Dans les jours suivants, les journalistes tentèrent de déterminer le caractère improvisé ou non de ce geste. Interrogé près d’un mois après l’événement, François Mitterrand se montra catégorique : « Ce fut un geste spontané, je crois que j’ai fait un geste au chancelier Kohl mais comme il a immédiatement tendu la main, je pense que cette idée a dû nous traverser l’esprit au même moment »8. Il y revint lors d’une autre interview en 1992 : « Nous n’en avions pas parlé le moins du monde. Mais, nous trouvant debout devant le cercueil symbolique qui représentait nos soldats morts sur le champ d’honneur, instinctivement, je me souviens, je me suis tourné vers lui, je lui ai tendu la main, sa main est venue en même temps, nous avons scellé la réconciliation franco-allemande de cette façon visible, et croyez-moi profondément ressentie » (L'Est Républicain, 20 sept. 2014).

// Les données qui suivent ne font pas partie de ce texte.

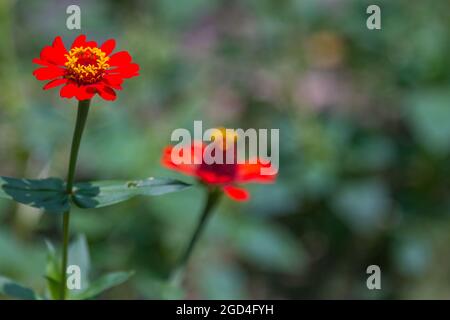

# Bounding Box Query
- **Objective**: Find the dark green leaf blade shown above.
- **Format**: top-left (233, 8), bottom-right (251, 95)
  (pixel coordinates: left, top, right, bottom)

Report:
top-left (72, 178), bottom-right (190, 208)
top-left (0, 177), bottom-right (69, 213)
top-left (74, 271), bottom-right (134, 300)
top-left (0, 276), bottom-right (39, 300)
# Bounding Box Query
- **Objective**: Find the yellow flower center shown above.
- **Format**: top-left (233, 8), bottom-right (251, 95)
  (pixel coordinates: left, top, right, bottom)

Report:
top-left (211, 128), bottom-right (238, 149)
top-left (65, 47), bottom-right (109, 84)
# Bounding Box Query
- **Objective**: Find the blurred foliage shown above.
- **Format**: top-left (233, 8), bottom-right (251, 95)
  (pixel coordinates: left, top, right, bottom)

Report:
top-left (0, 0), bottom-right (450, 299)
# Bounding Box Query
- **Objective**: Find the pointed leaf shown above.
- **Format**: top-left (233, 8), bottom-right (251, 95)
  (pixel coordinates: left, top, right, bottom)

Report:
top-left (0, 276), bottom-right (39, 300)
top-left (0, 177), bottom-right (69, 213)
top-left (74, 271), bottom-right (134, 300)
top-left (72, 178), bottom-right (190, 208)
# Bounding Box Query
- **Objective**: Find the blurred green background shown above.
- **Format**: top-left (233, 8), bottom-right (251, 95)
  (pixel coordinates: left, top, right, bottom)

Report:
top-left (0, 0), bottom-right (450, 299)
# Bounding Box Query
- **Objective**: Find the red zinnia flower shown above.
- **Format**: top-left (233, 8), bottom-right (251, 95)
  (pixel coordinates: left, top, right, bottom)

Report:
top-left (161, 129), bottom-right (276, 201)
top-left (33, 35), bottom-right (139, 100)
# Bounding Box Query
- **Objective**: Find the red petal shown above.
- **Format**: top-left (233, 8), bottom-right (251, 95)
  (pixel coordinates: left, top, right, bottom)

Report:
top-left (197, 168), bottom-right (234, 184)
top-left (108, 63), bottom-right (139, 78)
top-left (71, 34), bottom-right (86, 48)
top-left (33, 67), bottom-right (65, 80)
top-left (76, 86), bottom-right (97, 101)
top-left (43, 78), bottom-right (67, 90)
top-left (223, 185), bottom-right (250, 201)
top-left (52, 36), bottom-right (67, 55)
top-left (32, 58), bottom-right (54, 67)
top-left (95, 84), bottom-right (116, 101)
top-left (161, 144), bottom-right (203, 176)
top-left (59, 82), bottom-right (78, 98)
top-left (103, 74), bottom-right (123, 90)
top-left (41, 46), bottom-right (67, 66)
top-left (108, 51), bottom-right (131, 66)
top-left (100, 39), bottom-right (116, 56)
top-left (236, 159), bottom-right (277, 183)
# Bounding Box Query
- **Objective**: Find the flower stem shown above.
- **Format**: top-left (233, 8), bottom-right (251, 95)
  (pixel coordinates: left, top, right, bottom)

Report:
top-left (171, 188), bottom-right (222, 283)
top-left (59, 100), bottom-right (91, 300)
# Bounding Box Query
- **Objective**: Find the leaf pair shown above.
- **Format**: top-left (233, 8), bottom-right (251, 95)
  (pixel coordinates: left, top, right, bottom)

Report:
top-left (0, 177), bottom-right (189, 213)
top-left (0, 235), bottom-right (134, 300)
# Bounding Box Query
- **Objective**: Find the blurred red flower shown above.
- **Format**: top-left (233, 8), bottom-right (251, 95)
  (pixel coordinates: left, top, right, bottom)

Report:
top-left (161, 130), bottom-right (277, 201)
top-left (33, 35), bottom-right (139, 100)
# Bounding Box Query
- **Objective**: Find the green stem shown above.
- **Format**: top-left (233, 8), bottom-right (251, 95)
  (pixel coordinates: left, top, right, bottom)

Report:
top-left (171, 188), bottom-right (222, 282)
top-left (59, 100), bottom-right (91, 300)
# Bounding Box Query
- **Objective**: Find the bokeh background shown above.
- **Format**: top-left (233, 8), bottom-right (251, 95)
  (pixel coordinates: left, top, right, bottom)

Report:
top-left (0, 0), bottom-right (450, 299)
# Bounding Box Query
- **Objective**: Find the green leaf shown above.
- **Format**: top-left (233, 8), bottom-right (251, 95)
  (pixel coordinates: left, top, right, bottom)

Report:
top-left (0, 276), bottom-right (39, 300)
top-left (45, 241), bottom-right (61, 300)
top-left (68, 234), bottom-right (91, 295)
top-left (0, 177), bottom-right (69, 213)
top-left (74, 271), bottom-right (134, 300)
top-left (72, 178), bottom-right (190, 208)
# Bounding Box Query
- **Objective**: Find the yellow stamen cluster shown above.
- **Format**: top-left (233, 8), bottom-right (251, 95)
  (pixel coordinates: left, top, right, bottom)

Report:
top-left (211, 128), bottom-right (238, 149)
top-left (65, 47), bottom-right (109, 83)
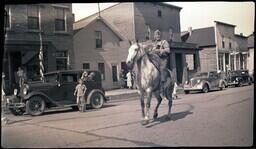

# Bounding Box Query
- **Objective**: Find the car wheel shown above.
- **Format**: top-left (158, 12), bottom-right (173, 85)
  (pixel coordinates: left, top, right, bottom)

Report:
top-left (28, 96), bottom-right (45, 116)
top-left (89, 91), bottom-right (104, 109)
top-left (202, 84), bottom-right (209, 93)
top-left (71, 106), bottom-right (78, 111)
top-left (9, 108), bottom-right (25, 116)
top-left (220, 83), bottom-right (226, 90)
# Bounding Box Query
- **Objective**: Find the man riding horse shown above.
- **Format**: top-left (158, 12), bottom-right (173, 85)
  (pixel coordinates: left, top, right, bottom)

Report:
top-left (150, 30), bottom-right (170, 91)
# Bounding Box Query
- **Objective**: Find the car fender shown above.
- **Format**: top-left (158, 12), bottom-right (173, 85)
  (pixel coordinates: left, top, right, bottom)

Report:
top-left (24, 91), bottom-right (57, 106)
top-left (202, 80), bottom-right (212, 90)
top-left (87, 89), bottom-right (106, 104)
top-left (219, 79), bottom-right (226, 87)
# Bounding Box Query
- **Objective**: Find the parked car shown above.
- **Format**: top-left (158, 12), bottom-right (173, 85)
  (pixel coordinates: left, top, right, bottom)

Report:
top-left (8, 70), bottom-right (107, 116)
top-left (227, 70), bottom-right (253, 87)
top-left (184, 71), bottom-right (226, 94)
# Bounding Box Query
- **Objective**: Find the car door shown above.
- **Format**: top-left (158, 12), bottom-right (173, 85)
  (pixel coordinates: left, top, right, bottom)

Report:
top-left (59, 72), bottom-right (78, 105)
top-left (43, 73), bottom-right (63, 102)
top-left (208, 72), bottom-right (217, 88)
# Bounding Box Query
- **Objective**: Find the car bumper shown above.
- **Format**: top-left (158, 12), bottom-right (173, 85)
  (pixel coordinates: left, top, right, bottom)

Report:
top-left (7, 95), bottom-right (26, 109)
top-left (184, 84), bottom-right (203, 91)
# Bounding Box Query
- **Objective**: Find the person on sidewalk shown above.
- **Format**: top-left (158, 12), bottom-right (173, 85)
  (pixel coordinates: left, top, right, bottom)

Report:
top-left (119, 69), bottom-right (125, 89)
top-left (126, 70), bottom-right (133, 89)
top-left (74, 79), bottom-right (87, 112)
top-left (172, 82), bottom-right (178, 99)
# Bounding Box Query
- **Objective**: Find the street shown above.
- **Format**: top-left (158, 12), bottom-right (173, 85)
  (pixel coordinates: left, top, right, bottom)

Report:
top-left (1, 85), bottom-right (254, 148)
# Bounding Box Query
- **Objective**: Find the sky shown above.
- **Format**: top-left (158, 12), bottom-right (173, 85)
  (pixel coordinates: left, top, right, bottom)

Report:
top-left (72, 1), bottom-right (255, 36)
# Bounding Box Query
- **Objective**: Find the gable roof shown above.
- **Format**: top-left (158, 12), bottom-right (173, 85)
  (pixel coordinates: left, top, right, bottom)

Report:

Sollicité plus tard par Ulrich Wickert, correspondant de la chaîne allemande ARD, le président français confirma cette version, inscrivant le geste dans un cadre plus psychologique que politique : « J’ai senti brusquement le besoin de sortir de ma solitude et de faire un geste en direction d’Helmut Kohl ». Il évoqua plus tard, lors d’une interview à la télévision allemande ZDF le 30 septembre 1992, « la force émotive qui nous a traversés l’un et l’autre, sans que nous l’ayons en quoi que ce soit prévu ». Son proche conseiller politique, Jacques Attali, insista dans le premier tome de son Verbatim sur le caractère non construit du moment. « François Mitterrand, sans que cela ait été prévu, prend alors la main de Kohl. L’image résumera, mieux que tout autre, l’effort d’une décennie. Nul besoin de conseillers en communication quand un vrai message est à transmettre » (Attali, 2011, p. 833). Du côté allemand, la plupart des témoignages validèrent également la thèse d’une initiative mitterrandienne inattendue. Le conseiller diplomatique du chancelier, Horst Teltschik, déclara : « Ce geste fut une surprise totale pour Kohl » (Le Courrier de l’Ouest, 22 sept. 2014). Le chancelier en fut d’ailleurs « bouleversé » comme il le rapporta dans ses Mémoires : « Il est difficile de décrire mes sentiments. Jamais je n’avais senti une telle proximité avec mon voisin français » (Kohl, 2015).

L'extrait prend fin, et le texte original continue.